I attended the four-day San Francisco Writers Conference which began on Feb. 13 & presumed I would be writing about what I learned there on my latest blog. Unfortunately on Feb. 15 I got a call that the dog that I have been fostering had cut loose only hours after I left her at the shelter where I got her. Trying to find her immediately became my top priority and while we have had some promising leads, as of this writing she still has not been found. Once the dust settles and hopefully she is back in my home I’ll come up for air and share my thoughts about the conference. Wish me luck finding Tink.
I have come to the conclusion that I need to get more serious about working on my novel. Rather than being a top priority somehow in the course of a day, a week, a month it seems to be something I postpone and instead choose all too often to do something else. Granted I am happy to say that I do have a rather full life and never find myself staring into space wondering “Gee I have too much free time on my hands, I’m bored, what am I going to do today?” For a significant portion of my adult life I have been a strong proponent of compiling a daily To-Do list either late in the evening or early in the morning as I am slurping down my second or third cup of coffee. It helps me to prioritize what I want to achieve for the day and gives me a sense of accomplishment by day’s end to see the items that I have crossed off my list. Having said that I realize that working on my novel frequently gets trumped by other activities.
Writing here on my blog is one of those activities that too often seems to creep ahead of spending time writing my novel. In the back of my mind I have rationalized that no matter what form it takes, creative writing is beneficial to sharpen my skills. I think there is some truth to that but… Granted this is not something I do on a daily basis but as anyone who has followed my blog for a while knows, my musings tend to be lengthy, sometimes totaling eight hundred or more words. A while back I had set a goal of composing at least a thousand words a day in my manuscript, vowing at the time I would commit to doing that and not stop until I reached that goal each day. Initially I was diligent about following that rule but somehow fell into sloppy habits and stopped being committed to achieving that not very demanding goal. If I am ever to give birth to this baby I need to get back to making my manuscript a top priority at least five days a week. I also know me well enough that once I am regularly achieving a thousand plus words a day before very long that number will likely double or triple.
This self-flagellation is a long way of saying that in addition to making other adjustments in my life I will be writing less often here and when I do write my postings will usually be briefer.

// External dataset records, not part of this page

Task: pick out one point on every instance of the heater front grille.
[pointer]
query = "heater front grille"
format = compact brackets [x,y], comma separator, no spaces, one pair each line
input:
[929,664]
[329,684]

Feel free to nag me with comments like “How’s that book coming along Ed?” “How many word did you add to your novel in the past day or week?” Or just be downright nasty and yell out “Hey a**hole, cut out the crap and get working!” Despite years of counseling long ago, it is possible to reawaken the guilt buried in my subconscious from my Catholic upbringing. End of story…for now. Thanks!
I just today received the following message from J. H. Trumble, whose novel Just Between Us I reviewed last week. “I love you Ed Hartnett! I’m so touched by your review of this book, all my books! I worried a lot about JBU, but I know you to be a discriminating reader. So if JBU worked for you, then I am satisfied. Thank you so much!”
I cannot begin to express how flattered I was to get such a wonderful message from her. This was her third novel and I have now read all three, loving each one. If you type in J. H. Trumble in the search bar you can find my reviews of each of her works. Do yourself a favor and read at least one of these books very soon!